Progetto di bocca da fuoco a due canne elaborato da tecnici della Mongiana. 1821 (ASMN, Comando Artiglieria). 

L'aumentata “scientificità” dei metodi di lavorazione è accom­pagnata dal supporto di un nuovo tipo di teoria meno arida e più concreta: “...e son congiunte a questa nobilissima manifattura militare una sala di modelli in sesta parte del naturale; una col­lezione di disegni; una raccolta di strumenti di verificazione, fra' quali una pregevole e recente stella mobile per bene esplorare le anime delle artiglierie, mercé due sole punte mobili e non quattro si come nell'antico magistero; un picciol museo mineralogico, il quale, cominciato riccamente e con sapienza del famoso Breislak, era andato mestamente in rovina per le vicissitudini de' tempi; una mostra di disegni intorno alle generazioni diverse di fossili per dimostrare quasi fossero i terreni, come se fosse una nu­mismatica naturale e parlante; ed un laboratorio ancora, perocché abbracciando le artiglierie il vasto campo delle arti chimiche e meccaniche sono a tale di continuo a dover cimentare i com­ponenti di un minerale, o di un metallo, determina pesi e volumi, levar a meglio di una lega, entrar ne' visceri di un'argilla, e tante e tante cose simiglianti” (5).

[fig.69]

Fucile borbonico da fanteria modello “Mongiana”, con canna rigata ed alzo graduabile, del tipo prodotto tra il 1852 e il 1860, in dotazione ai reparti di “carbinieri” dei reggimenti di fanteria.

(Proprietà Arrigoni, Gorgonzola).

Caratteristiche:

Lunghezza totale: 1461 mm

Lunghezza della canna: 1082 mm

Lunghezza della parte di canna sporgente dal bocchino: 67 mm

Peso: 4500 gr

Calibro: 17,5 mm

Righe: 4

Alzo a cursore graduato da 0 a 700

Attacco per baionetta a ghiera

Grilletto avvitato tra due alette dello scudo

Bacchetta con testa a pera

Acciarino molla indietro

Cane di tipo francese

(da Arrigoni, Cimmino, op. cit.).

 

 

 

 

 

 

 

 

 

La Mongiana, diventata cantiere permanente, ospita a fasi alterne tecnici “di grido”. Creata la classe dei tecnici, giungono i teorici a sperimentare i nuovi processi e a indottrinare le maestranze che dovranno mettere in pratica l'ultima teoria; la ferriera si trasforma in laboratorio dove la pratica convalida o boccia la teoria.

In alcuni periodi l'attività appare stagnante, in altri l'accresciuta tecnologia imprime un movimento tumultuoso.
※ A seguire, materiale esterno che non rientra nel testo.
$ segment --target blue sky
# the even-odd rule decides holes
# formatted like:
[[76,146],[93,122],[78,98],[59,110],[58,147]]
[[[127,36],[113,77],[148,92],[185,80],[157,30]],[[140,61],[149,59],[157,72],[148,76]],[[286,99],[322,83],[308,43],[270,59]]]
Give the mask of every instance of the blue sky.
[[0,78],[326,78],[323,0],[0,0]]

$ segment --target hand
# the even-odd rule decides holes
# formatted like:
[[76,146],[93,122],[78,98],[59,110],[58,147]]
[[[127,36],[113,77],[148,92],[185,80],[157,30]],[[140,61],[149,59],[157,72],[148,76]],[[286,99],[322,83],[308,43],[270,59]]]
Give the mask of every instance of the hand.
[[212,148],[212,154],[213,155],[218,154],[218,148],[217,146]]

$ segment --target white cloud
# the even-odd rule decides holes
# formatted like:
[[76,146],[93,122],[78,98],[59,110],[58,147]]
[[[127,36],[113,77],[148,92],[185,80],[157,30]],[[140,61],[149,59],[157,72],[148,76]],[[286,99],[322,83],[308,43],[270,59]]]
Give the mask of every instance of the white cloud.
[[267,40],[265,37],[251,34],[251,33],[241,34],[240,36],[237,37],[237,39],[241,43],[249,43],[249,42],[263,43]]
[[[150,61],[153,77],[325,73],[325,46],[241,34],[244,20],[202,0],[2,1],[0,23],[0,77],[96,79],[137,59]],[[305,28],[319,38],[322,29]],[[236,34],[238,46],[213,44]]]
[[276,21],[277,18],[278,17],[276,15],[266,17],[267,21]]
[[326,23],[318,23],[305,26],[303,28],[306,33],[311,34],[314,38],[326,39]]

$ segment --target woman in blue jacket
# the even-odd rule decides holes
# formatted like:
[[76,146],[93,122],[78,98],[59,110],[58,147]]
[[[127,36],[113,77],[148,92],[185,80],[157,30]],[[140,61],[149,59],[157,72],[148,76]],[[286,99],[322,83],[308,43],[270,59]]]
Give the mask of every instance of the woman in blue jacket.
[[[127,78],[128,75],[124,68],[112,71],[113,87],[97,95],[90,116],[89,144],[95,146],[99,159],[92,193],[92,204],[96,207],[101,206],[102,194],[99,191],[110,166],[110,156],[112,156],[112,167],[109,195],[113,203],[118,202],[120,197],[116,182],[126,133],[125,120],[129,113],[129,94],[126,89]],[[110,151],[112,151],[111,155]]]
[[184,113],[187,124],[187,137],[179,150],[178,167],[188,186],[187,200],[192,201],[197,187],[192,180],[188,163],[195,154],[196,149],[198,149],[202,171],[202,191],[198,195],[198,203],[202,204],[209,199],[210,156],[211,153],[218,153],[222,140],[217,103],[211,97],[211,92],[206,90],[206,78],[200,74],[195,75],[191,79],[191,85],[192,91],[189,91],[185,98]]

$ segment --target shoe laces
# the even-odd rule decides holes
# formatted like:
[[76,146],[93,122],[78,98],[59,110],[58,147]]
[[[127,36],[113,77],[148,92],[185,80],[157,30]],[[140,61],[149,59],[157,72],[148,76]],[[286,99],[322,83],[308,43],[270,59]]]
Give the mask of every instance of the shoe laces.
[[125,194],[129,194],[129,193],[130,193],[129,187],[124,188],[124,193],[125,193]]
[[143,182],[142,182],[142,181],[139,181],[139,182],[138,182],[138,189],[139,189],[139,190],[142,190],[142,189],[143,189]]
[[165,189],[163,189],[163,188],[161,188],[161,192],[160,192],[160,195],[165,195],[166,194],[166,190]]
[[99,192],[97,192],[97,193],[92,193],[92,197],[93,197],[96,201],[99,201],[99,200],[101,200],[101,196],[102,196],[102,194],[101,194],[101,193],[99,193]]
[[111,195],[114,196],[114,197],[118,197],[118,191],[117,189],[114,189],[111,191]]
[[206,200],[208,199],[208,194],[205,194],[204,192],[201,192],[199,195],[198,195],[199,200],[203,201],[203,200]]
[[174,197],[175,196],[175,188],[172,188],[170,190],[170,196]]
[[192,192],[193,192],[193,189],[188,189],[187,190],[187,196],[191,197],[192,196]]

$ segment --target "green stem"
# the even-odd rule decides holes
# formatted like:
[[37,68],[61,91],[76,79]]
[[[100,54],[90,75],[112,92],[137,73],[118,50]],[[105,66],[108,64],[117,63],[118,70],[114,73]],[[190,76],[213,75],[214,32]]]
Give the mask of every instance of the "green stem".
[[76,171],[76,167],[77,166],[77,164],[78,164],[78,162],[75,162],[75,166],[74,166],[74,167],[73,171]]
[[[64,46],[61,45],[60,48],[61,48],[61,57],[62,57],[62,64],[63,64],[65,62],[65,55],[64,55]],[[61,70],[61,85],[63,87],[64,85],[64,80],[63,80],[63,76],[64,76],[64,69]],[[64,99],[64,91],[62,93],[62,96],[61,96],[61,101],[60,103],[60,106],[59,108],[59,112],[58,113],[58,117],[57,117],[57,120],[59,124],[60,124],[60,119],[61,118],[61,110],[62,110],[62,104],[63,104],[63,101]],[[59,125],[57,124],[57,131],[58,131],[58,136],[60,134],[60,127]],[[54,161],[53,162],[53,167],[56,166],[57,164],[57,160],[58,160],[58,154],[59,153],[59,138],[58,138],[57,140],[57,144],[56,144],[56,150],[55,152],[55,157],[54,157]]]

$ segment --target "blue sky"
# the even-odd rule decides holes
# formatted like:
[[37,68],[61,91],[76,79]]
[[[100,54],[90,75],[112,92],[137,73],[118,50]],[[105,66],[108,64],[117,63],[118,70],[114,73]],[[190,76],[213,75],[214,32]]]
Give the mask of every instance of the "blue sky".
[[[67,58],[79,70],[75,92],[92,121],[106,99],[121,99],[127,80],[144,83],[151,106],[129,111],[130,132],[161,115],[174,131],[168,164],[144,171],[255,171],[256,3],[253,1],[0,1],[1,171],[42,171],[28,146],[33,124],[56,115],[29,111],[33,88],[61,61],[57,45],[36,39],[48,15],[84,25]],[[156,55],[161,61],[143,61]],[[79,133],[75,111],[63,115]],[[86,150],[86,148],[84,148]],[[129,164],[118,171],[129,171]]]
Nel 1837, riformato il Regolamento di Fonderia, la Mongiana comincia a produrre grossi calibri per le piazzeforti del Regno, ne appronta svariate decine a campagna annuale. I modelli provengono in genere dal­l'Arsenale di Napoli che ha mansioni di coordinatore delle pro­duzioni e cura il cambio e l'unificazione delle dotazioni ai Corpi dell'Esercito e della Marina. Qualche volta i tecnici, giunti a Mon­giana, si lasciano andare a iniziative autonome, lanciandosi in voli pindarici ed accarezzano l'impossibile. Pensano di poter realiz­zare un cannone a doppia canna, antesignano delle torri binate navali, provando in teoria la strada del “cannone mitragliatore” con tanto di manovelle di ricarica (6).

[fig.70]

Acciarino del “molla indietro”, con dicitura “Manifattura Reale di Mongiana”. 1854.

Possiamo fare discorsi di riesumazione, possiamo parlare delle armi, di una produzione “militare”, che in qualche raro caso è riuscita a giungere fino a noi. Dell'altra, della produzione “civile” non resta più nulla tranne notizie frammentarie d'archivio su ponti sospesi, travi metalliche, componenti per ferrovie e su tutta una serie di manufatti le cui descrizioni fanno pensare che la Mon­giana non avesse più nulla d'artigianale e si fosse avviata sui binari di un brillante futuro. Invece i suoi sforzi saranno vanificati, sarà disperso sia il patrimonio tecnico-culturale che faticosamen­te si era costruita, sia, per quanto ci riguarda, tutto il patrimonio iconografico che oggi avrebbe potuto costituire il suo “testa­mento”.